A Quebec-based scouting group says it received only $250,000 from the federal sponsorship program to put on a millennium jamboree, though the Public Works website lists the association as receiving $600,000.

L'Association des Scouts du Canada doesn't know anything about the missing $350,000, says its director, Robert Nowlan.

"We asked for $250,000 and we received $250,000," he said.

L'Association des Scouts du Canada millennium jamboree badge
L'Association des Scouts du Canada millennium jamboree badge

The francophone scouting association's money for the 2000 "Jam des neiges" was passed through Groupaction Gosselin Strategic Communications, one of the Liberal-friendly ad agencies at the centre of the still-unravelling sponsorship program fiasco.

The $250,000 helped the group pull off its turn-of-the-millennium jamboree for boy and girl scouts on the Plains of Abraham in Quebec City between Dec. 27, 1999, and Jan. 5, 2000.

Canada has two national scouting organizations, Scouts Canada and L'Association des Scouts du Canada. They are separate organizations.

Officials from Public Works were not available for comment.

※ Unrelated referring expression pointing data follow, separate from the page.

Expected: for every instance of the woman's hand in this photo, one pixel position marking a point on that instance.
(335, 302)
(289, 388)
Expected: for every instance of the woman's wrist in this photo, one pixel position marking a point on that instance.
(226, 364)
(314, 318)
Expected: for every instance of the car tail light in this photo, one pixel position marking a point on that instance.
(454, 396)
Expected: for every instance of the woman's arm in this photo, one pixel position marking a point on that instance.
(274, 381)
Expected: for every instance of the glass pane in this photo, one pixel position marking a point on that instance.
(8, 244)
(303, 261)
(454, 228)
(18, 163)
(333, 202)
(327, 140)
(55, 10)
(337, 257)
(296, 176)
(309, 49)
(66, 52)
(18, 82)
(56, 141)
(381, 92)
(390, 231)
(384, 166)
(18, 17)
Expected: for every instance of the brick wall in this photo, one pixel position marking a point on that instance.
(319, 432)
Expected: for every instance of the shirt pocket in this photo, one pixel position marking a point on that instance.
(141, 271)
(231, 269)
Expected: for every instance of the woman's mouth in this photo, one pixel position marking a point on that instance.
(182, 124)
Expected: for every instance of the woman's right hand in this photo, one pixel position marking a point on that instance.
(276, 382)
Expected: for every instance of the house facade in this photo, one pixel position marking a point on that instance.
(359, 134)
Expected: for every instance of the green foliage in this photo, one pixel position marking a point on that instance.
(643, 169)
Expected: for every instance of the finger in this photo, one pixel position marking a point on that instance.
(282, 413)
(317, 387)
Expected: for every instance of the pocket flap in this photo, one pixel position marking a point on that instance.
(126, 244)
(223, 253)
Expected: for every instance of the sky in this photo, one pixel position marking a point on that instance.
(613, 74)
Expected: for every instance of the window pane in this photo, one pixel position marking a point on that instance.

The case joins 720 other files that will come under scrutiny as special counsel André Gauthier seeks to recover sponsorship funds misspent between 1997 and 2001.

The program was designed to raise the federal government's profile in Quebec after sovereignty forces were narrowly defeated in the 1995 referendum.

Auditor General Sheila Fraser discovered that $100 million from the $250 million program went to Liberal-friendly Quebec ad firms, mostly for just passing on cheques to community groups and Crown agencies.